Microsoft Corporation has decided to close its Finland mobile phone business, which the U.S. software giant bought just two years ago. On Monday, the company confirmed that it is closing the phone business, resulting in a loss of up to 1,350 jobs in the Nordic country. Microsoft spent $7.2 billion to buy the troubled phone business from Finland-based Nokia in 2014, according to a report from Reuters.
Microsoft Restructuring Smartphone Business
In May, the company announced that it plans to streamline the company’s smartphone hardware business. The restructuring will impact up to 1,850 jobs.
“We are focusing our phone efforts where we have differentiation — with enterprises that value security, manageability and our Continuum capability, and consumers who value the same,” said CEO Satya Nadella said in a statement. “We will continue to innovate across devices and on our cloud services across all mobile platforms.”
The company will record an impairment and restructuring charge of about $950 million, including about $200 million in severance payments.
Microsoft Corporation anticipates this will result in the reduction of up to 1,350 jobs at Mobile Oy in Finland, as well as up to 500 additional jobs globally.
The restructuring is expected to be fully completed by July 2017, the end of the company’s next fiscal year.
Also, in May, Microsoft announced that it agreed to sell its entry-level feature phone assets to FIH Mobile and Finland-based HMD Global Oy for $350 million.
The deal, which is expected to close in the second half of 2016, includes the transfer of Microsoft’s feature phone assets, including brands, software and services, care network and other assets, customer contracts, and critical supply agreements, to the two companies.
Under the deal, around 4,500 employees in Vietnam will transfer to or have an opportunity to join FIH Mobile or HMD Global, subject to compliance with local law.
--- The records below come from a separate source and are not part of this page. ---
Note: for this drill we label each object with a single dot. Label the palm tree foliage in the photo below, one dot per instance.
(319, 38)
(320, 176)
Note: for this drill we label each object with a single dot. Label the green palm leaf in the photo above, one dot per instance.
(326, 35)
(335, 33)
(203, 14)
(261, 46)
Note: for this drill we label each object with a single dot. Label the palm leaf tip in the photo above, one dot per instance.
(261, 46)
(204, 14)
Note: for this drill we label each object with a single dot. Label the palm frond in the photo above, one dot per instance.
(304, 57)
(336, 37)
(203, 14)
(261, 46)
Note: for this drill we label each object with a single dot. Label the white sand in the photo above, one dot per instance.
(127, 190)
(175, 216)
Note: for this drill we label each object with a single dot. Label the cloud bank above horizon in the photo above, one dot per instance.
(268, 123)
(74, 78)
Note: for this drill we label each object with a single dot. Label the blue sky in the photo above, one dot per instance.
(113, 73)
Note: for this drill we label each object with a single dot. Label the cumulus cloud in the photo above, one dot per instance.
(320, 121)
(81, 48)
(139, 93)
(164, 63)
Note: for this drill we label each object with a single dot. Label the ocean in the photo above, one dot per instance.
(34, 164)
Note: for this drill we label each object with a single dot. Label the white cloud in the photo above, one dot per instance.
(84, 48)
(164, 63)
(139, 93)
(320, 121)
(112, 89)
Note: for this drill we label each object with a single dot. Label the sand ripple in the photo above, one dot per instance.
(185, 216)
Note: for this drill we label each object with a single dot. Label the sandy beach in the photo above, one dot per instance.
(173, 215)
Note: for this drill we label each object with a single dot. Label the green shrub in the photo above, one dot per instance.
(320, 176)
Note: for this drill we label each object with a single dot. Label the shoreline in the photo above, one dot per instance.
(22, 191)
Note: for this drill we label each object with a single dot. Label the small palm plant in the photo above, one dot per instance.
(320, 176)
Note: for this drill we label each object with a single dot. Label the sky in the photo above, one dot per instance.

FIH Mobile, a subsidiary of Hon Hai/Foxconn Technology Group, will also acquire Microsoft Mobile Vietnam, the company’s manufacturing facility in Hanoi, Vietnam.
Microsoft Was Too Late To Smartphone Party
The company was unable to impress the mobile phone lovers with Windows phones. Eddie Murphy, analyst at Priory Consulting, believes that the company was too late to the phone market, BBC News reported.
According to the research firm Gartner, Windows phones captured less than 1% of the global smartphone market in the first quarter. On the other hand, Android and Apple had 84% and 15% of the market, respectively, Bloomberg reported.
Murphy said: “They [Microsoft] spent all that money because they recognized that the smartphone market was important. They were right – but just too late. Apple and Android devices have dominated the space and Windows hasn’t made an impact.”
Microsoft failed to increase the number of apps available on the Windows Store. “App Gap,” a shortage of popular titles appearing on its smartphones, was the biggest problem for the company. The Windows Store has a fraction of the apps found in the Apple App Store and Google Play.
Murphy said: “It was a tremendous problem. I have a lot of sympathy because I have a Windows phone and the number of apps is very small in comparison to Android. That was a real disadvantage for Microsoft.”
Shares of Microsoft Corporation are trading down 0.12% in the morning session.